O mais recente desses filmes sobre o desemprego (e a desvalorização do trabalho) que assola o mundo de hoje é de um ano atrás. Talvez seja o melhor deles, em nossa opinião. Trata-se de La loi du marché, aqui traduzido para O Valor de um homem, de Stephane Brizé, de 2015. Ganhou o Cesar, fez enorme sucesso em Cannes e ótima bilheteria internacional, e conta com a interpretação exemplar do ator Vincent Lindon no papel de Thierry, operário qualificado, casado e pai de um adolescente com dificuldades cognitivas, que não consegue recuperar o seu padrão profissional depois da demissão. Acaba aceitando um emprego de agente de segurança em supermercado. Mas o novo trabalho consiste justamente em reproduzir com os clientes e com outros funcionários da loja o mesmo humilhante modelo de dominação ao qual ele próprio, Thierry, vinha sendo submetido. 
 
“Meu trabalho é minha vida. Tiraram o meu trabalho, tiraram a minha vida,” exclama Davert no filme de Costa-Gavras durante uma das várias humilhantes entrevistas para as quais é chamado.
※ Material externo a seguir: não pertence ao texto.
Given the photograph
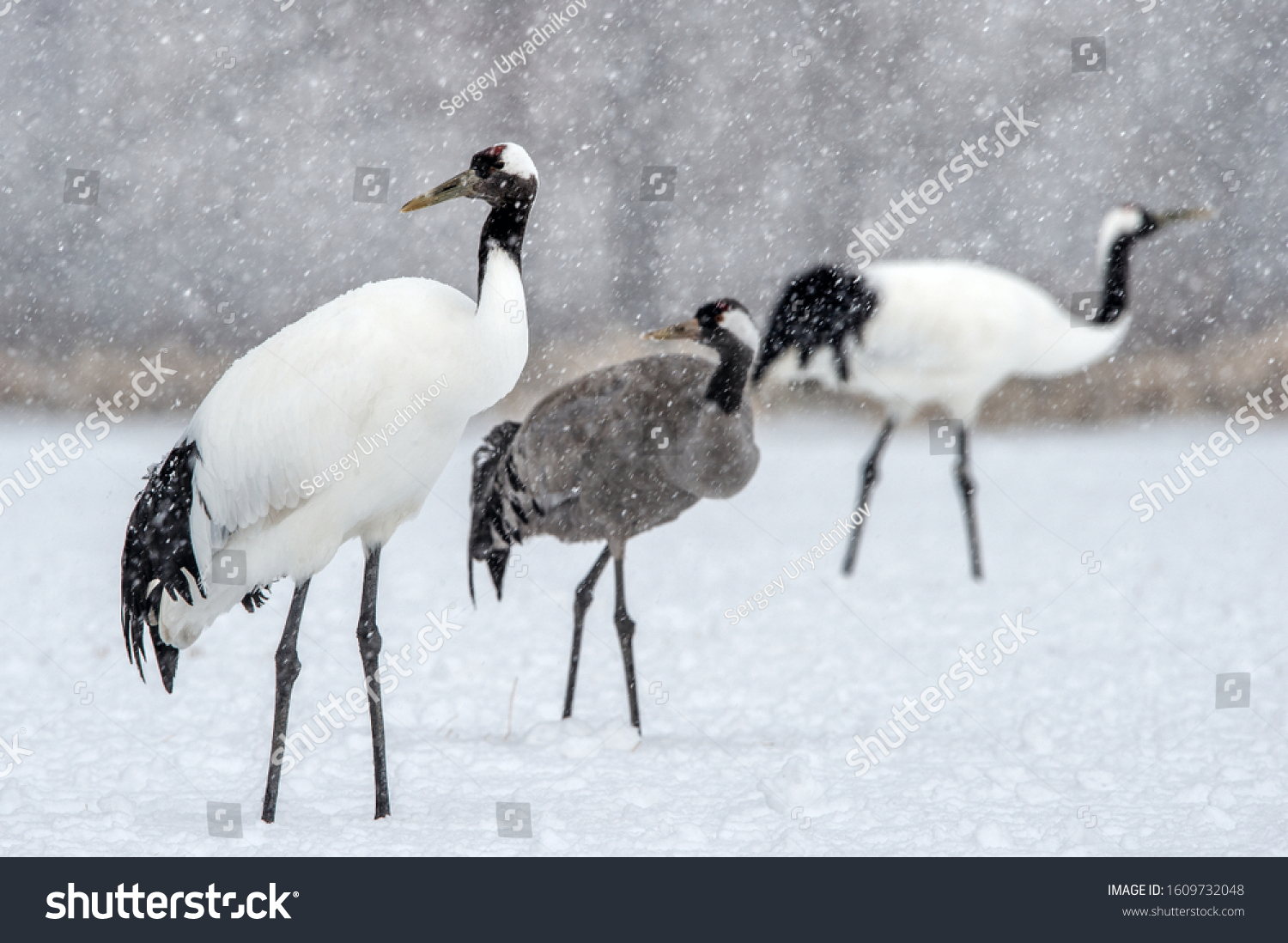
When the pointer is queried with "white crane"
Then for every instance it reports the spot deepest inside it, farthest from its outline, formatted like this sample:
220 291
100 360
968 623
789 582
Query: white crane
947 332
275 473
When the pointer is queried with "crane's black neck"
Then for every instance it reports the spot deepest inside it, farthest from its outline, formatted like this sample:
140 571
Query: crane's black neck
504 231
731 378
1115 301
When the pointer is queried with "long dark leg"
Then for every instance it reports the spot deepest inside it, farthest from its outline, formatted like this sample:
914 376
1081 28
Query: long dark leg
968 487
581 602
368 647
288 670
866 481
625 633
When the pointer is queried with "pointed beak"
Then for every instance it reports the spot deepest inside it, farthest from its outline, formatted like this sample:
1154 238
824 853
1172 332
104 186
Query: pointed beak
687 330
461 185
1182 216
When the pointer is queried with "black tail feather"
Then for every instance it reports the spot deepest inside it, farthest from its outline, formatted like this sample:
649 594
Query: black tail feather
159 557
489 535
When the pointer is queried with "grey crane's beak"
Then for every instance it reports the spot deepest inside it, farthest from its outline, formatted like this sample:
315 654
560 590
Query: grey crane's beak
461 185
687 330
1167 216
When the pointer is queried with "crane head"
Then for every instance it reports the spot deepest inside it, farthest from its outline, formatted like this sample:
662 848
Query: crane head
497 174
714 321
1133 221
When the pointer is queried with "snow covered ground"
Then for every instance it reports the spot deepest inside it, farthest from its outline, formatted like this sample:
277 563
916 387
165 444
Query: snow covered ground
1099 736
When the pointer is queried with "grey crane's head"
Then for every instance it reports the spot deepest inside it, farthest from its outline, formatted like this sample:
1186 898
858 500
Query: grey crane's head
718 324
1131 222
497 174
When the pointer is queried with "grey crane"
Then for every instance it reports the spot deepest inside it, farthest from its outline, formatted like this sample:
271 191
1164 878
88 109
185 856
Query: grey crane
618 453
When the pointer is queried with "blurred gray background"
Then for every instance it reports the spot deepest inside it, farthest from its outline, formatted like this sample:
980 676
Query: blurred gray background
227 134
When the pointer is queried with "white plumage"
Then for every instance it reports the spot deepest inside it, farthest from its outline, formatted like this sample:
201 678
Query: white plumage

Quando a entrevistadora-robô de um departamento de Recursos Humanos indaga como ele se sente, como desempregado, responde agressivo: “Mágoa. Raiva. Todos os desempregados sentem isso. Ou não?” E sarcástico: “As pessoas comentam: ‘mas emprego não é tudo’…
 
Como de hábito, Costa-Gavras acerta ao mostrar o ambiente de indiferença humana (e de crueldade) sob a égide do capital e o processo da deterioração emocional de Davert – que pode ocorrer com qualquer desempregado desesperado –  culminando na condição de serial killer ao transformar em ação concreta as piores fantasias negativas de eliminação dos concorrentes; e mais: levando às últimas  consequências a alucinada e permanente competição inescrupulosa no mundo da produção, um dos alicerces do selvagem mercado do trabalho.
 
Como na história de Thierry, o operário do filme de Brizé, o final enigmático de Costa-Gavras permanece em aberto. Dificilmente haverá final feliz nessas histórias sombrias.
 
Na mesma semana em que revimos O Corte a realidade ia além do drama individual da fronteira ficcional. As notícias são de que mais de 12% da população, no Brasil, se encontra desempregada entre julho e agosto passados. Não computando os inativos que desistiram de procurar novo trabalho.
 
De janeiro a setembro deste ano 700 mil indivíduos perderam seus empregos formais no país. Nada menos que quarenta mil foram defenestrados na região metropolitana do Rio de Janeiro, nos últimos três meses – produto do período atual de governança golpista errática, irresponsável e desvairada instalada no bunker do Planalto. ‘’O corte’’, no Brasil, é este: trinta e nove mil postos de trabalho sumiram segundo o Cadastro Geral de Emprego e Desemprego (Caged).
 
E por onde andarão os Thierrys e os Daverts por aí, nessa terra arrasada?